ECE Section : Electrical and Computer Engineering : College of Science and Engineering : University of Minnesota, Twin Cities

Kernel Learning for Correlation Analysis of Big Data

S.Y. Kung, Princeton University

Abstract
It has been a major challenge to develop learning paradigms to effectively tackle the 3V issues - volume, velocity and variability of big data[Laney2001].   Algorithmically,   intuitive but powerful correlation analysis has been proposed to unravel the information hidden in big data[Schonberger2012]. Kernel learning represents a major technical forefront for correlation analysis, whereas the sample-based correlation matrix is represented by a kernel matrix with the correlation of two samples modeled by a kernel function.

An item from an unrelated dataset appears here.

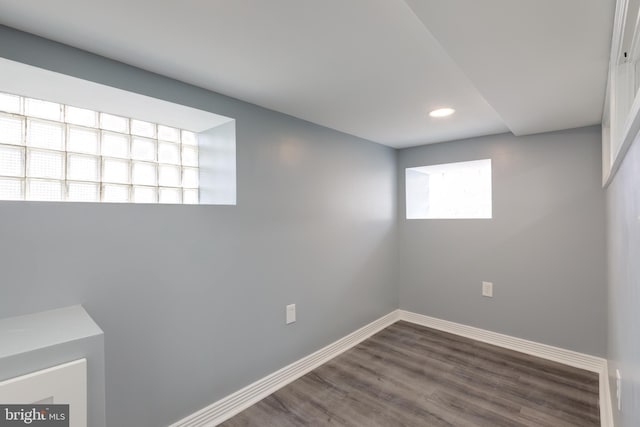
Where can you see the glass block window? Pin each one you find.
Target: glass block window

It is from the kernel’s perspective, we shall shed some light on big data’s learning paradigms:
1. Volume/Velocity of data:   We shall present some promising computational frameworks for managing large-scale and high-dimensional datasets.    Based on a notion of WEC[Kung2014], various iterative pruning methods have been proposed to quickly weed out non-support training vectors, thus substantially mitigating the learning complexity. Alternatively, divide-and-conquer techniques partition an application into many fragments, each of which executable on any processing node in a cluster, e.g. Google’s MapReduce adopted by open-source Hadoop.

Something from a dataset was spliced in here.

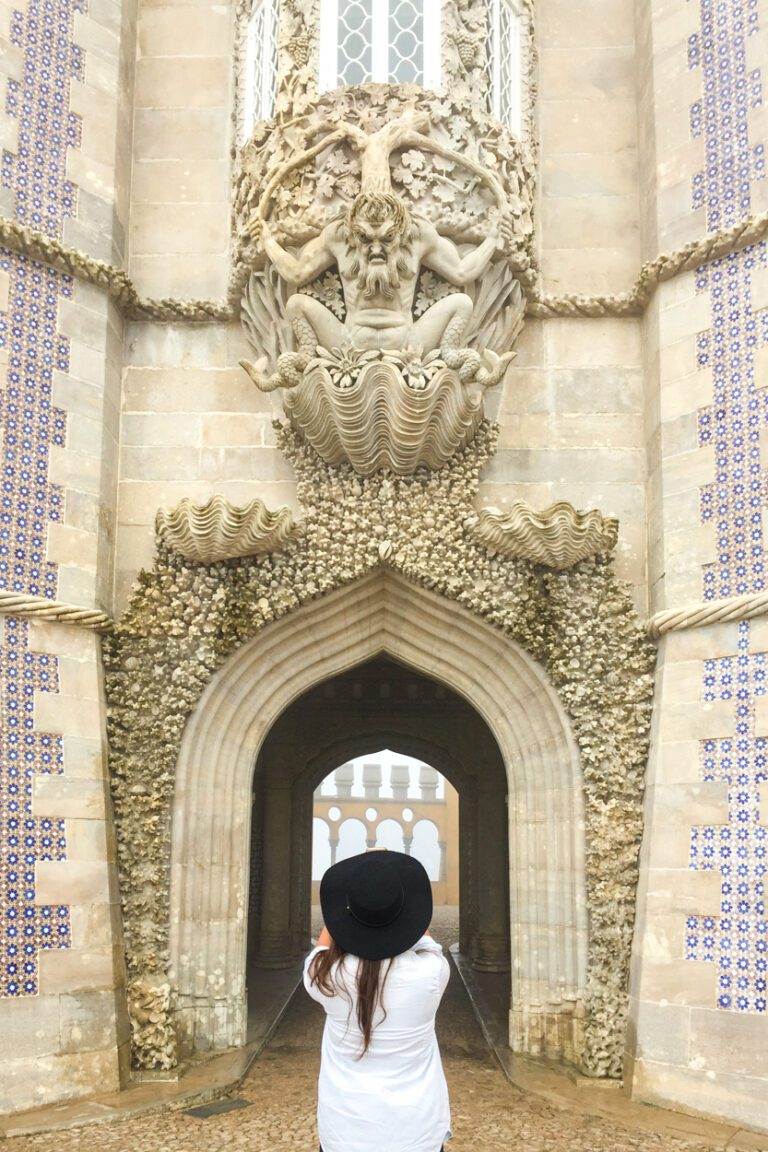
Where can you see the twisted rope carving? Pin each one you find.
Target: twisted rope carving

2. Visualizing of data:   Visualization of massive and messy data plays a vital role in bridging the apparent messiness and hidden knowledge in big data. PCA is the classical method for dimension reduction and visualization.   PCA   is however by definition unsupervised and scale dependent. Consequently, many practical applications must opt for a more powerful Discriminant Component Analysis (DCA),   computable as a closed-form solution with maximal SNR metric. Furthermore, DCA can be viewed as the supervised and scale-invariant counterpart of PCA.

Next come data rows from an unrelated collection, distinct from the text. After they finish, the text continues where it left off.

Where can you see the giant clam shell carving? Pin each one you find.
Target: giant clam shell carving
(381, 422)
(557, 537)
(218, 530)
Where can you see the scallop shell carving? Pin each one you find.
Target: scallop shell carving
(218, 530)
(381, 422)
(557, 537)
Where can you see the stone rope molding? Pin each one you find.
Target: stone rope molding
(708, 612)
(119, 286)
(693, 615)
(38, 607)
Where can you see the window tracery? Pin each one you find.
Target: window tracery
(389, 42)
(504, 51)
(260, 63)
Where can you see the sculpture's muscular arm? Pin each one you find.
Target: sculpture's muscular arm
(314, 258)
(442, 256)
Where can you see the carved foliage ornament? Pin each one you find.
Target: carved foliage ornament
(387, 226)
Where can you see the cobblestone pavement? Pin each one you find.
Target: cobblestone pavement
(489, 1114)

3. Variability of data: Big data are often imprecise and even incomplete sometimes. For such “messy” data , an implicit principle behind big data is to have all the data examined, i.e. embracing imprecise and incomplete ones. This should help facilitate best correlation/trend analysis, which in turn yields optimal prediction and prioritization. In this talk, the learning principle will be exemplified by a novel and effective scheme (per experimental results) -- Kernel Approach to Incomplete Data Analysis (KAIDA) -- built upon a notion of pairwise partial correlation.

Bio Sketch
S.Y. Kung is a Professor at Department of Electrical Engineering in Princeton University. His research areas include machine learning, data mining and analysis, statistical estimation, system identification, wireless communication, VLSI array processors, genomic signal processing, and multimedia information processing. He was a founding member of several Technical Committees (TC) of the IEEE Signal Processing Society, and was appointed as the first Associate Editor in VLSI Area (1984) and later the first Associate Editor in Neural Network (1991) for the IEEE Transactions on Signal Processing. He has been a Fellow of IEEE since 1988. He served as a Member of the Board of Governors of the IEEE Signal Processing Society (1989-1991). Since 1990, he has been the Editor-In-Chief of the Journal of VLSI Signal Processing Systems. He was a recipient of IEEE Signal Processing Society's Technical Achievement Award for the contributions on "parallel processing and neural network algorithms for signal processing" (1992); a Distinguished Lecturer of IEEE Signal Processing Society (1994); a recipient of IEEE Signal Processing Society's Best Paper Award for his publication on principal component neural networks (1996); and a recipient of the IEEE Third Millennium Medal (2000). He has authored and co-authored more than 500 technical publications and numerous textbooks including ``VLSI Array Processors'', Prentice-Hall (1988); ``Digital Neural Networks'', Prentice-Hall (1993) ; ``Principal Component Neural Networks'', John-Wiley (1996); ``Biometric Authentication: A Machine Learning Approach'', Prentice-Hall (2004); and ``Kernel Methods and Machine Learning”, Cambridge University Press (2014).